Spikerlik mesleğinizde anlattığınız ve unutamadığınız maç?

  • Herkes Manchester United – Galatasaray maçını alın yazısı üzere başıma kazıttı. Fakat Türkiye – Doğu Almanya maçı vardı. Tanju Çolak’ın 2 gol attığı maç. Kazanmıştık, o maçı unutamam. Bursa’da bir gol vardı. Oliver Kahn’ın eli kanadı. Golü attık ve “Oliver Kahn kan ile karışık” dedim. O vakit kan kavramı da soyadıyla birlikte işin içine girmiş oldu. Galatasaray’ın deplasmanda Sion’u 4-1 yendiği maçı ben anlattım. Maç başlar başlamaz ben birazdan gol anlatacağım dedim. Risk aldım fakat tuttu. Benim hafızamda yer alan maçlar bunlardı. Lakin Manchester United maçı Türk futbolunda bir dönüm noktası. Çok büyük ekiplerimizi yenebileceğimizi bize gösterdi. Benim de üzerime bir alın yazısı üzere yapıştı kaldı.

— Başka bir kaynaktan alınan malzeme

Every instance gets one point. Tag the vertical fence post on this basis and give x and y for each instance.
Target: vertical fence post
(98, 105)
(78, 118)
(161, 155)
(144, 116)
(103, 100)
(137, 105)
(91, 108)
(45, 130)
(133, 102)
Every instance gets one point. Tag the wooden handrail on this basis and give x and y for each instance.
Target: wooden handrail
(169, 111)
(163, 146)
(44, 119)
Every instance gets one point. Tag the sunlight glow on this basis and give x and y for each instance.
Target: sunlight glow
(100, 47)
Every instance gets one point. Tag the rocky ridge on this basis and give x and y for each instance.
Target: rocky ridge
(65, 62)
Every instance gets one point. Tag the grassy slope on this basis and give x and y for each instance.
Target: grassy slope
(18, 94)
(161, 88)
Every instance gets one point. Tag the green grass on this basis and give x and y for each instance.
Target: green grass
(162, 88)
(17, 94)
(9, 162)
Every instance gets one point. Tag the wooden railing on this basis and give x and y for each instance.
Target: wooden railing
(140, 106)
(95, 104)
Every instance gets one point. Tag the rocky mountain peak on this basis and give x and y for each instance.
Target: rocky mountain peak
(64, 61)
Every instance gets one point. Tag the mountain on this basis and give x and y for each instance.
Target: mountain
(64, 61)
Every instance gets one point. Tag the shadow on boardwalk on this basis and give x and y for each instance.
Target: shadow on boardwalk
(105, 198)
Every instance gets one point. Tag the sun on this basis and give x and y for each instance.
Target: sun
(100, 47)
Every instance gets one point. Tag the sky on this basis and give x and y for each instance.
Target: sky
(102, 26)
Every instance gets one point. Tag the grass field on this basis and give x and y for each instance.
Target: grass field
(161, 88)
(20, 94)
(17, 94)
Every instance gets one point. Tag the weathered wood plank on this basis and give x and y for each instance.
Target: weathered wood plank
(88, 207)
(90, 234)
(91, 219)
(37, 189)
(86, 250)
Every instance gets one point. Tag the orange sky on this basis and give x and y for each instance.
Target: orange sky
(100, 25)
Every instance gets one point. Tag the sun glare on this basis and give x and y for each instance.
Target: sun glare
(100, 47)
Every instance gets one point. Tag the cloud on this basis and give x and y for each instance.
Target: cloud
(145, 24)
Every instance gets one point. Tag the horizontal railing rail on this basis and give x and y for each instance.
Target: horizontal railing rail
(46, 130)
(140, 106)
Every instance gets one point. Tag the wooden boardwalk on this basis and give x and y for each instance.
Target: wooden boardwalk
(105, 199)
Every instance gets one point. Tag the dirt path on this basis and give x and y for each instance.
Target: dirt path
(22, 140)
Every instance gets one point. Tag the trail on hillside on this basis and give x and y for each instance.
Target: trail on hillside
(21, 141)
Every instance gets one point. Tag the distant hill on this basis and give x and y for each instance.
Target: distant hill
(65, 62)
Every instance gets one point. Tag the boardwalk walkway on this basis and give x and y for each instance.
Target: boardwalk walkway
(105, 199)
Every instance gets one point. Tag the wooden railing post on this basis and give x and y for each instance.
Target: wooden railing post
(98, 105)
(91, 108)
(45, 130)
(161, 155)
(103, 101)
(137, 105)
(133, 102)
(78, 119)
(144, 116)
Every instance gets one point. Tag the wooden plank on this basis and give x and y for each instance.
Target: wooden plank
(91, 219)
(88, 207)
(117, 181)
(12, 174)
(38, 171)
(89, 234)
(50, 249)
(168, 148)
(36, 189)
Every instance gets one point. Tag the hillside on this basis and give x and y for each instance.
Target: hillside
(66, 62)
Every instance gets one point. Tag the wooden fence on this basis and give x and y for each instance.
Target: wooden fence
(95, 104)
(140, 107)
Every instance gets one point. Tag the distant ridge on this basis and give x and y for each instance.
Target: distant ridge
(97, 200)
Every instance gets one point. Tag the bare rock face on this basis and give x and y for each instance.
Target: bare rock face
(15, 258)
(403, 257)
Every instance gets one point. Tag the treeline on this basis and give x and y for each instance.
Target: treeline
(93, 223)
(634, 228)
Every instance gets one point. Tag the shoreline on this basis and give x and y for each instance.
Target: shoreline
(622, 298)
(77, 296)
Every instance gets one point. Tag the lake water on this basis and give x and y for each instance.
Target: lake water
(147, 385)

“Ertem Şener deforme, kendisini yok etti”

Ben büyüklerimle konuştuğumda sizi Halit Kıvanç ile birlikte en yeterli iki spikerden biri olarak gösteriyorlar…

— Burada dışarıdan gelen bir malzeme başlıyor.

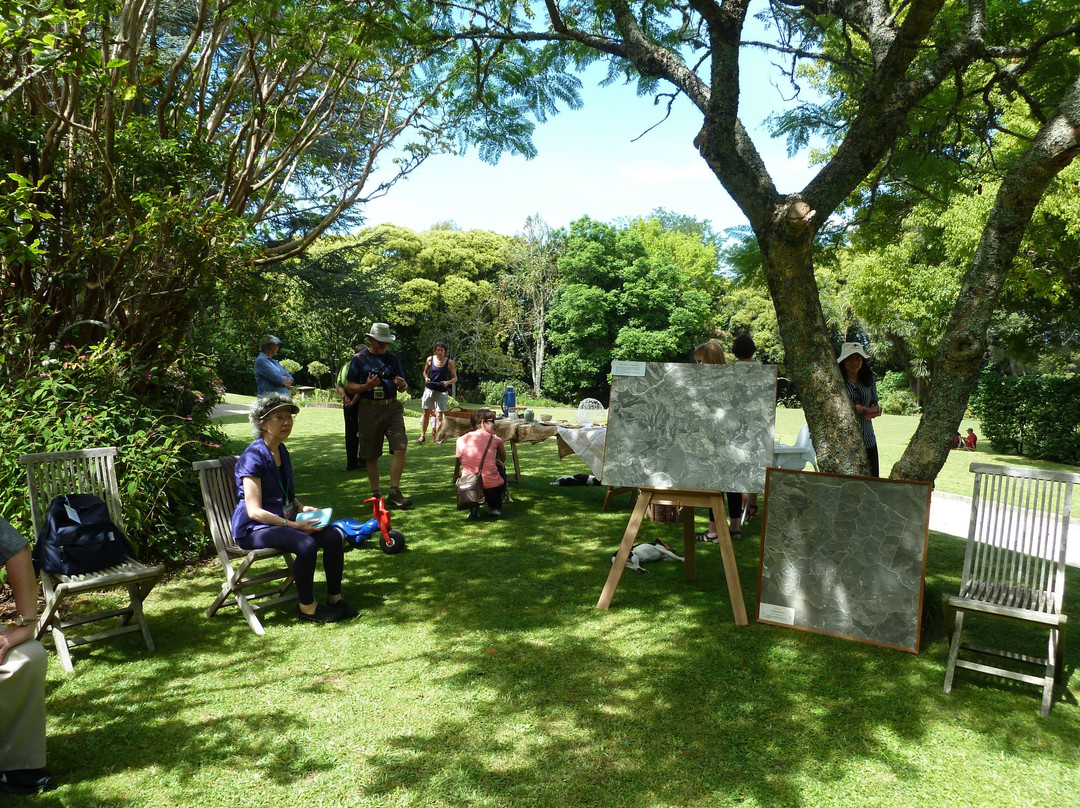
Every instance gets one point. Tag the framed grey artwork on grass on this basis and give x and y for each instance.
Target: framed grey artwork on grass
(691, 427)
(845, 555)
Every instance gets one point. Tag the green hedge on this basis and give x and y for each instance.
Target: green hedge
(158, 417)
(1036, 416)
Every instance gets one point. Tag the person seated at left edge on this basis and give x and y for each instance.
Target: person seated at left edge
(22, 676)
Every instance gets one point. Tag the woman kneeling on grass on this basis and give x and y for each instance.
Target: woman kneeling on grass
(471, 448)
(267, 508)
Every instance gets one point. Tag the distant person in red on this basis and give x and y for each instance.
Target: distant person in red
(971, 440)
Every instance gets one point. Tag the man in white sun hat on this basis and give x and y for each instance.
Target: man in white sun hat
(376, 376)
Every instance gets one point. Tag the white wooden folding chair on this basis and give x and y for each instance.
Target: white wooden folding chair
(85, 471)
(1014, 568)
(217, 481)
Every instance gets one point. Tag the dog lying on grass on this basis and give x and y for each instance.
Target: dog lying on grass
(577, 480)
(644, 553)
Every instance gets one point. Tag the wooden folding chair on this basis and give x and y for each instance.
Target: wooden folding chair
(217, 481)
(1014, 568)
(85, 471)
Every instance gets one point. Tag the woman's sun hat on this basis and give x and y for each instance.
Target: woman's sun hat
(381, 333)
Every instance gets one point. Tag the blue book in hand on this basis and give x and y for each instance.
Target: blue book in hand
(321, 517)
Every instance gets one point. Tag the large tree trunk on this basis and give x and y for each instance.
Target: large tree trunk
(785, 244)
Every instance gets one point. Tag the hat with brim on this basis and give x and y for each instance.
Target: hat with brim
(381, 333)
(849, 348)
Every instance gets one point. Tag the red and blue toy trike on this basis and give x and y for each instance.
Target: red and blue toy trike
(354, 532)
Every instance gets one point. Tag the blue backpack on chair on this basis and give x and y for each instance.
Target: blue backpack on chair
(79, 537)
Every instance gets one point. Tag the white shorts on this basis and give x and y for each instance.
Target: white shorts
(434, 400)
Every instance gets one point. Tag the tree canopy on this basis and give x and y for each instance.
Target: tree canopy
(902, 84)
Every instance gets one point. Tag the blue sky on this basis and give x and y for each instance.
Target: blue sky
(589, 163)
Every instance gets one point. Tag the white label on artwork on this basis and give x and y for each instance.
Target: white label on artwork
(775, 614)
(622, 367)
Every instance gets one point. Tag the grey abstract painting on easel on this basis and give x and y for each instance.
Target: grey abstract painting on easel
(691, 427)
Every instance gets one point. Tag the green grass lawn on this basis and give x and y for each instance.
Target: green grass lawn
(480, 673)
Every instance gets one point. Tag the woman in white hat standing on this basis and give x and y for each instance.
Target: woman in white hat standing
(863, 391)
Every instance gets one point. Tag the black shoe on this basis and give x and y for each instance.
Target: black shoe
(323, 614)
(348, 613)
(25, 781)
(396, 499)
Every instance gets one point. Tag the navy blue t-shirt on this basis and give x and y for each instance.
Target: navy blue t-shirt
(365, 363)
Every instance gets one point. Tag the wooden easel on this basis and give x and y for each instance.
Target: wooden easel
(689, 500)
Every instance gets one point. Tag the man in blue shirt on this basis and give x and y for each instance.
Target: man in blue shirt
(270, 377)
(376, 376)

  • Halit Kıvanç, benim ustam. Rahmetle anıyorum onu. Halit Kıvanç ile birlikte demeyelim. Çok şey öğrendim ondan. Biz onun yolundan gitmeye çalışanlarız.

Ama siz de günümüzün kıymetli spikerlerinden biri olan Ertem Şener’i yetiştirenlerden birisiniz.

  • Ertem Şener’i yetiştirdim lakin sıfırdan aldık onu. Muğla’da lokal bir televizyonda maçlar seslendiriyordu. Bize bandını gönderdi. Aldık buraya getirip hazırladık. Ve oldu. Lakin çok çabuk uçtu ve çok fazla uçtu. O denli bir hale geldi ki maçın içinde apayrı şeyler anlatmaya başladı. Çok bağırıp çağırmaya başladı ve işin içine çok fazla hamaset kattı. Bence anlatım kalitesi bozuldu. Ses ve tempo olarak yeterli bir malzemeydi lakin kendisini yok etti. Ertem Şener’e çok şey öğretmiş biriyim lakin bugünkü halini ben öğretmedim. Deforme olmuş bir Ertem Şener var. Yoksa Türkiye’nin en değerli spikerlerinden biri olabilirdi.
Ümit Aktan Dünya Kupası’nda En Yeterli 3 Spikeri Seçti Ertem Şener’i Sildi

E-posta adresiniz yayınlanmayacak. Gerekli alanlar * ile işaretlenmişlerdir

Giriş Yap

Giriş Yap

Spor Haber ve Spor Haberleri ayrıcalıklarından yararlanmak için hemen giriş yapın veya hesap oluşturun, üstelik tamamen ücretsiz!